Director, Discovery & Translational Development

Role Summary

Director, Discovery & Translational Development will provide scientific and strategic leadership for AAV-based gene therapy programs targeting neuromuscular diseases, with a primary focus on Duchenne Muscular Dystrophy (DMD). This role sits at the nexus of discovery, translational science, and early clinical development and is accountable for driving data-driven decisions that advance programs from preclinical development through IND and into the clinic. The Director will lead translational strategy, oversee preclinical and IND-enabling studies, and serve as a key scientific partner to Clinical, Regulatory, CMC, Bioanalytics, and Program Management.
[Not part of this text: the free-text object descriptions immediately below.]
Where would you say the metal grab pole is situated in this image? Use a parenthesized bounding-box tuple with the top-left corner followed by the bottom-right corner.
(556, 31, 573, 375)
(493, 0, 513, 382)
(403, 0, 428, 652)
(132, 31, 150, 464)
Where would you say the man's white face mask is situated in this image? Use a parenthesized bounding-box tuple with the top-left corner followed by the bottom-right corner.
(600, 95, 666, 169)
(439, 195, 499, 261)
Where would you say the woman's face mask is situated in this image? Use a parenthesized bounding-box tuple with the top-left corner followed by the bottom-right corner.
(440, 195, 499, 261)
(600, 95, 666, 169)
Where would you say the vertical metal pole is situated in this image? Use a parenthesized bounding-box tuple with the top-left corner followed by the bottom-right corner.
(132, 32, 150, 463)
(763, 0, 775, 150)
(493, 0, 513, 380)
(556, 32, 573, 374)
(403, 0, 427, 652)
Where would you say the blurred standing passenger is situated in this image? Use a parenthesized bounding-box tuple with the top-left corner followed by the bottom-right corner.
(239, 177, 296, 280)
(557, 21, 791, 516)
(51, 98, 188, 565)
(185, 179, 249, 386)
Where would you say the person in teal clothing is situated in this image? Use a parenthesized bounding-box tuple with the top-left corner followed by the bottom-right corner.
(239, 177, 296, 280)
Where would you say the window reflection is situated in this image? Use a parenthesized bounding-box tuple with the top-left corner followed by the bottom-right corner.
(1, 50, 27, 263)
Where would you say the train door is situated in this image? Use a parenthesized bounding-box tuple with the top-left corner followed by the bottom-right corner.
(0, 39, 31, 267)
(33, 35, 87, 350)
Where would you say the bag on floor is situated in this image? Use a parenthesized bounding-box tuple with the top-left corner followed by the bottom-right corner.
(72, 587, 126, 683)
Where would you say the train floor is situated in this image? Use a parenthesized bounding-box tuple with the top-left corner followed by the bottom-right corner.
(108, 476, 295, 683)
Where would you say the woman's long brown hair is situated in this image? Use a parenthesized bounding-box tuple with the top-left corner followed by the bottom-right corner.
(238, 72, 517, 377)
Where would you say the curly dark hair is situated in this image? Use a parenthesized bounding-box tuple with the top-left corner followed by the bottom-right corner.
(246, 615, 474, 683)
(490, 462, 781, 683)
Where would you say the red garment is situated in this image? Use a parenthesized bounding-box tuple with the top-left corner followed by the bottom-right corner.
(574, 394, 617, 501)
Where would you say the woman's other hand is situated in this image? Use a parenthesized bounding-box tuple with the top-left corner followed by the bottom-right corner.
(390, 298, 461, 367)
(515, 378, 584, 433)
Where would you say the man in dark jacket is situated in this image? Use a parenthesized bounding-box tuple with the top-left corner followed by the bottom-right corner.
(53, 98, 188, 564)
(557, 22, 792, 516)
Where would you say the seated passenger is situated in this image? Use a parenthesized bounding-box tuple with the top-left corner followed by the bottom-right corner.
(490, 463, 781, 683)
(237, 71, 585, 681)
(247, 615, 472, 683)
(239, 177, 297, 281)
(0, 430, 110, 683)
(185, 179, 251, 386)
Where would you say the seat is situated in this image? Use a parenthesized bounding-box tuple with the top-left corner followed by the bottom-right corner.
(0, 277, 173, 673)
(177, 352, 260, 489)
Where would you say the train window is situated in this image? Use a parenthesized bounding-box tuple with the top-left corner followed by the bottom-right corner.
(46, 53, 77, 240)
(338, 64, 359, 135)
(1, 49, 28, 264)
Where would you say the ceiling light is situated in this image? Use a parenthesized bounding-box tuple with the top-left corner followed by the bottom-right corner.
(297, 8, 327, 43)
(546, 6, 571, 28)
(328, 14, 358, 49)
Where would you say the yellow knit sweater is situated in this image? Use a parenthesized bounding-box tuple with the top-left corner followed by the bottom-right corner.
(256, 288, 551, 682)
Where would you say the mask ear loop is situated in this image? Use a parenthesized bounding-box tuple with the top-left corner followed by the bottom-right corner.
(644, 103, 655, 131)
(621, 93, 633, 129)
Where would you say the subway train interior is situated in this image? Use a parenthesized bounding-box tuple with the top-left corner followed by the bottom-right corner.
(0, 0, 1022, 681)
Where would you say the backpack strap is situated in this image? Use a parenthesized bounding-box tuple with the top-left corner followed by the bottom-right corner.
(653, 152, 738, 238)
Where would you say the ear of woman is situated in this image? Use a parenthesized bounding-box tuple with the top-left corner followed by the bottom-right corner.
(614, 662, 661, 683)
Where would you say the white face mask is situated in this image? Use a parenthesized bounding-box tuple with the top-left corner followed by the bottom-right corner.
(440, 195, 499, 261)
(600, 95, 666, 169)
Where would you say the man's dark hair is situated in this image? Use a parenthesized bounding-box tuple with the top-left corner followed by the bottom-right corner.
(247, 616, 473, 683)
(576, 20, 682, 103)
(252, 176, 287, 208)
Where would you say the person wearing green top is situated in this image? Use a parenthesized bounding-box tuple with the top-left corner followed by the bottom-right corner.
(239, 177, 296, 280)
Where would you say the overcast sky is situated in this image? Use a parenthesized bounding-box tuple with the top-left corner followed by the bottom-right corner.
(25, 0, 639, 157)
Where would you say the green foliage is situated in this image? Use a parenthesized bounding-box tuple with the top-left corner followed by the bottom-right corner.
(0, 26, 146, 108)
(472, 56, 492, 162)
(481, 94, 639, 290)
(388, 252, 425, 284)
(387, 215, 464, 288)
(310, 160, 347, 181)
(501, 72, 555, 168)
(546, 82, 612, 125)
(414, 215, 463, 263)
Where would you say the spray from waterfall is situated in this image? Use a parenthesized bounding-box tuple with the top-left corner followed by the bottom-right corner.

Location: Charlestown, MA.

Responsibilities

• Scientific & Translational Leadership
  • Own and drive the translational strategy for neuromuscular gene therapy programs, ensuring alignment between preclinical data, biomarker strategy, and clinical interpretation.
  • Provide scientific leadership for mechanism of action, biodistribution, transgene expression, durability, and functional efficacy across relevant disease models.
  • Define and oversee biomarker frameworks that link nonclinical data to clinical endpoints and regulatory expectations.
  • Establish data standards, success criteria, and decision points to support confident program advancement.
• Program Ownership & IND-Enabling Execution
  • Provide scientific oversight and accountability for IND-enabling studies, including study design, CRO execution, data review, and interpretation.
  • Contribute to and review regulatory-facing documents (e.g., study reports, investigator brochures, briefing packages, responses to agency questions).
  • Partner with Program Management to ensure timelines, risks, and dependencies are clearly defined and proactively managed.
  • Support development and refinement of Target Product Profiles (TPPs) and program risk-mitigation strategies.
• Cross-Functional Leadership
  • Serve as a core scientific representative on cross-functional program teams, working closely with Clinical Development, Regulatory Affairs, CMC, Bioanalytics, and Quality.
  • Communicate complex scientific concepts and data clearly to senior leadership and executive audiences, enabling informed decision-making.
  • Represent DTD in internal governance forums and, as appropriate, external scientific or regulatory interactions.
• Team Leadership & Development
  • Provide scientific mentorship and leadership to scientists within DTD, fostering rigor, accountability, and translational thinking.
  • Guide experimental planning and data interpretation across the team without necessarily being hands-on at the bench.
  • Contribute to building scalable DTD processes, platforms, and best practices.

Qualifications

• PhD in Muscle Biology, Neuroscience, Molecular Biology, Cell Biology, Genetics, Pharmacology, or a related life sciences discipline.
• Postdoctoral training in neuromuscular disease or gene therapy is preferred.
• 8–12+ years of relevant experience, with substantial experience in biotechnology or pharmaceutical industry settings.
• Direct experience leading or significantly contributing to neuromuscular disease programs, preferably DMD.
• Demonstrated experience advancing AAV gene therapy programs through preclinical development and IND submission.
• Experience engaging with or supporting regulatory interactions (FDA, EMA) is strongly preferred.
• Deep familiarity with neuromuscular disease models and translational endpoints.
• Expertise in molecular, histological, and functional assays relevant to gene therapy.
• Strong data interpretation and critical assessment skills; able to integrate complex datasets across modalities.
• Experience overseeing CROs and external collaborators.

Skills

• Deep expertise in neuromuscular disease biology, with a strong emphasis on DMD.
• Demonstrated leadership in AAV-based gene therapy development, including translational and IND-supporting work.
• Strong translational mindset with the ability to bridge preclinical data to clinical hypotheses and regulatory strategy.
• Strategic thinking combined with scientific rigor and attention to detail.
• Proven ability to influence across functions and operate effectively in a matrixed organization.
• Clear, concise scientific communication tailored to diverse audiences.